Как-то раз, весной того самого года, на который приходилось пятидесятилетие Фродо, в зарученском трактире «Зеленый дракон» завсегдатаи разговорились о диковинных слухах, уже добравшихся сюда, в самое сердце Хоббитании. Говорили в основном двое — Сэм Гужни, садовник с Бугра, и мельников сынок Тэд Охряк — прочие слушали да посмеивались.
— Ну и чудные нынче дела деются, — промолвил Сэм, сидевший подле камина в углу. — Послушаешь, так просто диву даешься.
— А ты слушай больше, — не преминул съязвить Тэд. — То ли еще услышишь.
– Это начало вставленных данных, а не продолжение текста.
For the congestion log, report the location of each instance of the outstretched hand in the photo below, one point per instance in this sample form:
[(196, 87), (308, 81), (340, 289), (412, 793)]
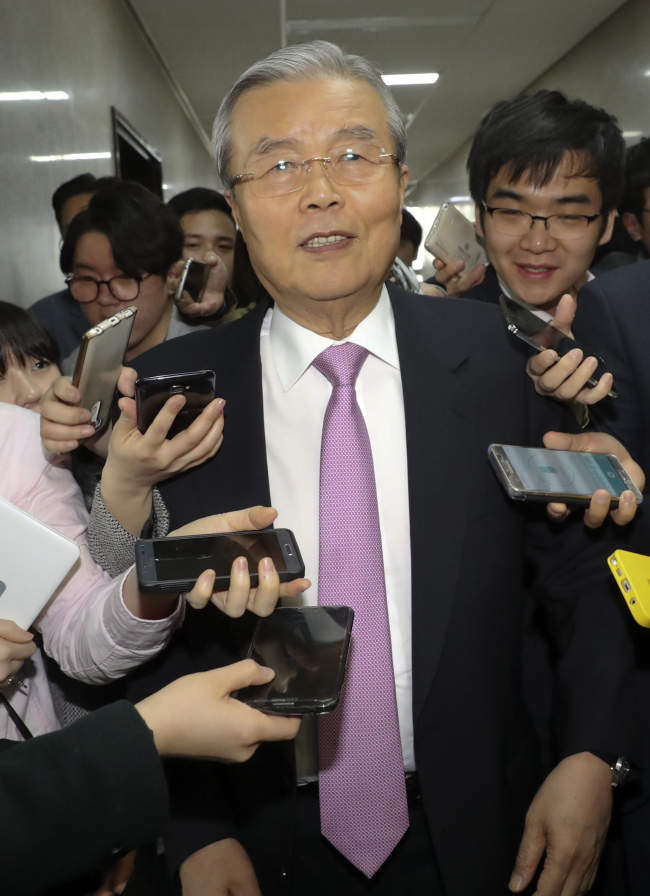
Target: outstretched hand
[(599, 443)]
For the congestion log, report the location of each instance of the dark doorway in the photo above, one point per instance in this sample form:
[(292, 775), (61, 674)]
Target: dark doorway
[(135, 159)]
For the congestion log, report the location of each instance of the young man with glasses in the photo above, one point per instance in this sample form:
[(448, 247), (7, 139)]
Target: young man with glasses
[(546, 175)]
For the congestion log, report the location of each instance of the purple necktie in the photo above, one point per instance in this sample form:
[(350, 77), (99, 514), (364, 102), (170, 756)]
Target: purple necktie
[(363, 806)]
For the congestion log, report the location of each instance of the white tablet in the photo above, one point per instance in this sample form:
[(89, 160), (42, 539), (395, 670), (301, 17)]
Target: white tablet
[(34, 560)]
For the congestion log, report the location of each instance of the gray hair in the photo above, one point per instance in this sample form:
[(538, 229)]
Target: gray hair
[(316, 59)]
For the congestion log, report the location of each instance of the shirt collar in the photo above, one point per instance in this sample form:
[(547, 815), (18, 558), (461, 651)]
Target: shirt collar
[(294, 347)]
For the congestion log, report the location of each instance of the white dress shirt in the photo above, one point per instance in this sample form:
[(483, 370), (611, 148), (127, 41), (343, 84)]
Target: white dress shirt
[(295, 399)]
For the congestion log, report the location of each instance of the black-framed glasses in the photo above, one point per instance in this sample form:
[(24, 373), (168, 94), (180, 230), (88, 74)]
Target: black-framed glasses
[(122, 288), (347, 165), (513, 222)]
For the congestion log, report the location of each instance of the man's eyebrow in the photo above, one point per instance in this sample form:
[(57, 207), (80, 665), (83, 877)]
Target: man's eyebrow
[(266, 145), (572, 199)]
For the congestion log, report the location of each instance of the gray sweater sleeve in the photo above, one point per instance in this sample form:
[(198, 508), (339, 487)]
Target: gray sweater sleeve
[(112, 546)]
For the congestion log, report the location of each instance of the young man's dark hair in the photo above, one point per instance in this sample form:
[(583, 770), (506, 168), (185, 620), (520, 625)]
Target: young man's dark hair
[(145, 235), (199, 199), (83, 183), (530, 135), (637, 178)]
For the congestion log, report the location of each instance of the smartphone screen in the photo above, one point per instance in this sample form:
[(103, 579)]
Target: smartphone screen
[(186, 558), (563, 472), (307, 648)]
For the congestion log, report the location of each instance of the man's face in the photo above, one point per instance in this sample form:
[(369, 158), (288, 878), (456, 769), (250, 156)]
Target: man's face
[(93, 257), (537, 267), (639, 228), (305, 120), (209, 231), (71, 208)]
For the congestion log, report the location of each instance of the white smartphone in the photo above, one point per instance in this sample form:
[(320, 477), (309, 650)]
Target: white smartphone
[(34, 560), (453, 236), (99, 363), (543, 474)]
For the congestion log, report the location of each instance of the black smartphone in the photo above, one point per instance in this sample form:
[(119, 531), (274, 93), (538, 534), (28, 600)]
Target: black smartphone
[(174, 564), (307, 647), (194, 279), (151, 393), (545, 474), (540, 335)]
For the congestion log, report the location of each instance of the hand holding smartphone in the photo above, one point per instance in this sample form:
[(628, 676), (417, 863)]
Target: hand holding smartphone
[(172, 565), (99, 363), (151, 393), (307, 647), (540, 335)]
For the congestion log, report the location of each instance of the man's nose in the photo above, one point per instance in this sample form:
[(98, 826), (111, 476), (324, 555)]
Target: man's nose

Сказки все это, и ничего больше. Бабка моя на сей счет мастерица, любого пришлеца за пояс заткнет.
— А хоть бы и сказки, — гнул свое Сэм. — Не просто же так их придумывают. Вот взять, к примеру, драконов…
— Спасибочко, обойдемся, — усмехнулся Тэд. — Мальцом я про них слушал, разявя рот, да больше уж неохота. Оно конечно, и у нас в Заручье не без драконов. Есть тут один, да только зеленый.
Слушатели дружно загоготали.
— Тебе пальца в рот не клади, — рассмеялся с прочими Сэм. — Ну ладно драконы, а вот что скажешь насчет древесных великанов? Сказывают, видали намедни одного такого на севере, за Пустошью — ростом поболе дерева будет.
— Это кто же такое сказывает?
— Хэл, братец мой двоюродный. Он ведь у господина Сведуна работает, в Северном Уделе, а на охоту в Пустошь наведывается. Он и видал.
— Ну-ну. Хэлу твоему чего только не померещится: вечно заливает, а о чем — сам не знает.
— Говорю тебе, видел он. Взаправдашний великанище, вышиной — что твой вяз: идет себе не спеша, а каждый шажище в семь твоих будет.
— Эка невидаль — вяз, растет себе и растет. А что не спешит, так ему и некуда — чай, не хоббит.
— Да не вяз это был. Вязы не ходят, да и в Пустоши не растут, там один вереск.
— Это ж надо! Выходит, Хэл твой полоумный вересковый куст за вяз принял!
Хоббиты захохотали еще громче. Многие захлопали в ладоши: по общему мнению, Охряк честно заработал очко.